When it comes to lawyers with tech and process savvy, she says, firms are on the verge of a talent shortage. “We can’t fill positions with lawyers who don’t have the proper skill base. We want people who can solve our clients’ problems.”
Eric Parker JD ’86, co-founder and managing partner of Parker Scheer LLP, agrees with Damon that the graduates’ skill set will be useful on the job market. “Suffolk is producing a student who can do something that most other students can’t,” he says.
Parker argues that specialization—in legal technology or patents, for example—has become increasingly important to hiring managers: “They’d rather not hire a plain vanilla JD. They want someone with a special skill set. Someone who can start providing value the day they arrive.”
The streamlining of legal practice, across various specialties, is already happening, he says, “and your tech students are in a position to help oversee that. Patent law has already undergone some streamlining, but a field like real estate conveyancing [transfer of home ownership] is still medieval.”
IN THE EARTHQUAKE
Perlman sees the program as fitting squarely into the Law School’s tradition of focusing on skills training. “We always have focused on teaching our students the skills necessary to be outstanding lawyers,” he says. “But we need to supplement those traditional skills with a skill set that’s critical in the 21st century.”
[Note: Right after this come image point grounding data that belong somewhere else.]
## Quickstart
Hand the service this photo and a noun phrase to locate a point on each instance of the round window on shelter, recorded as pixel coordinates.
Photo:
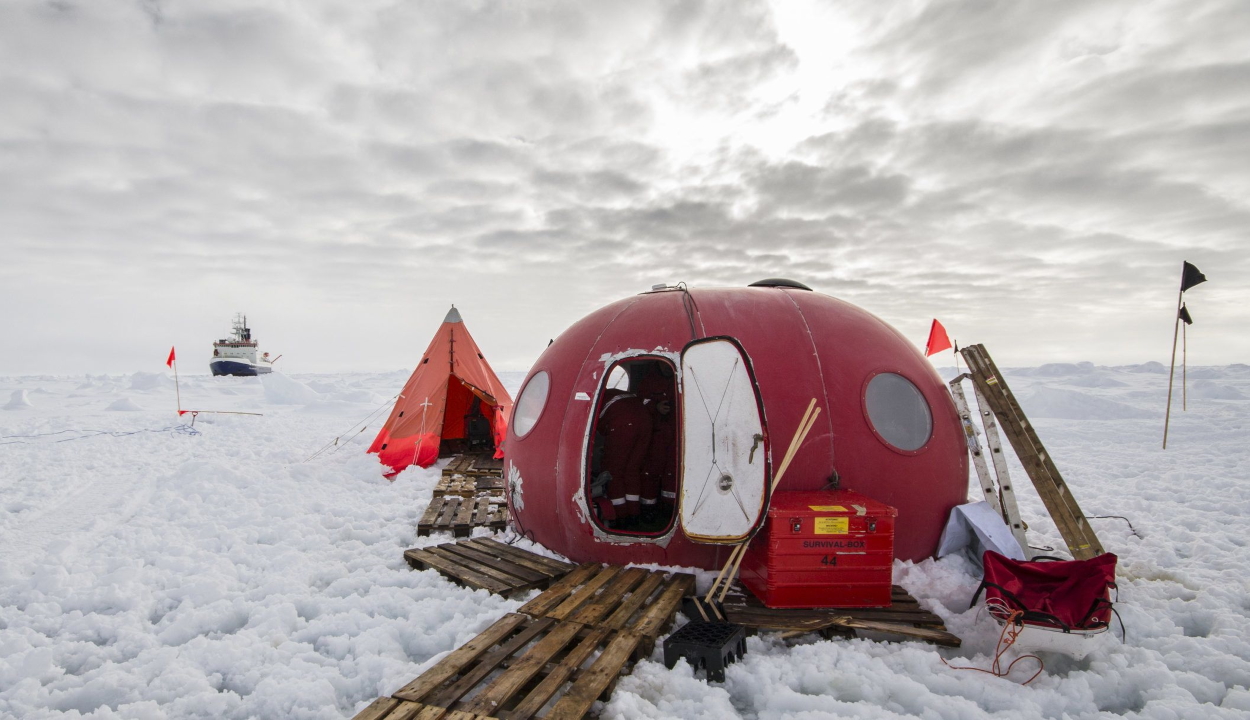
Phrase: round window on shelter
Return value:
(529, 406)
(898, 411)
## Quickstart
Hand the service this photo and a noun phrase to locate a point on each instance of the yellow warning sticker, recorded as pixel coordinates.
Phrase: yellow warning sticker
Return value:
(833, 525)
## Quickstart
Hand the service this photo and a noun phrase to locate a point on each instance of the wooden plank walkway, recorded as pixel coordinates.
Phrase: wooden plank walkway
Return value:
(469, 485)
(488, 564)
(460, 515)
(903, 618)
(560, 651)
(473, 465)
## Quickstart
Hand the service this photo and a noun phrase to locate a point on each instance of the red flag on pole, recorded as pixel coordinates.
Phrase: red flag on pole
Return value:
(938, 339)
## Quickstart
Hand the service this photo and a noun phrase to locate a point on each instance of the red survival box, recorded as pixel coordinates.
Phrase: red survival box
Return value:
(823, 549)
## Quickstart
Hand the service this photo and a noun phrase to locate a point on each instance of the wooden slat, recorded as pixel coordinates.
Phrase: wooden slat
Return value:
(488, 663)
(431, 513)
(629, 606)
(406, 710)
(549, 565)
(520, 673)
(481, 513)
(513, 569)
(1063, 508)
(596, 679)
(461, 565)
(430, 713)
(558, 676)
(423, 559)
(610, 598)
(378, 709)
(774, 620)
(659, 614)
(926, 634)
(461, 524)
(559, 590)
(584, 594)
(459, 659)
And an understanding of legal technology, project management, and process improvement can be helpful across legal fields. “Do students want to work at a Fortune 100 company, a large law firm or a small firm? The government? Do they want a career in public service?” he asks. “No matter what path they choose, they will be better lawyers if they understand both traditional skills as well as the skills that 21st-century lawyers need to be successful.”
Whichever direction students take, the field is in the midst of an earthquake, Perlman argues: “We can’t continue to train students like the tech revolution everywhere around us never happened.”
Twenty years from now, most law schools will be folding technology into their curriculum, he contends. Sophisticated corporate clients are demanding technological competence and asking firms to experiment with alternatives to the billable hour. When a firm offers a flat fee for service, there’s suddenly an incentive to be more efficient—to work faster and spend less. “That’s the new way, and our students are already helping to drive that change.”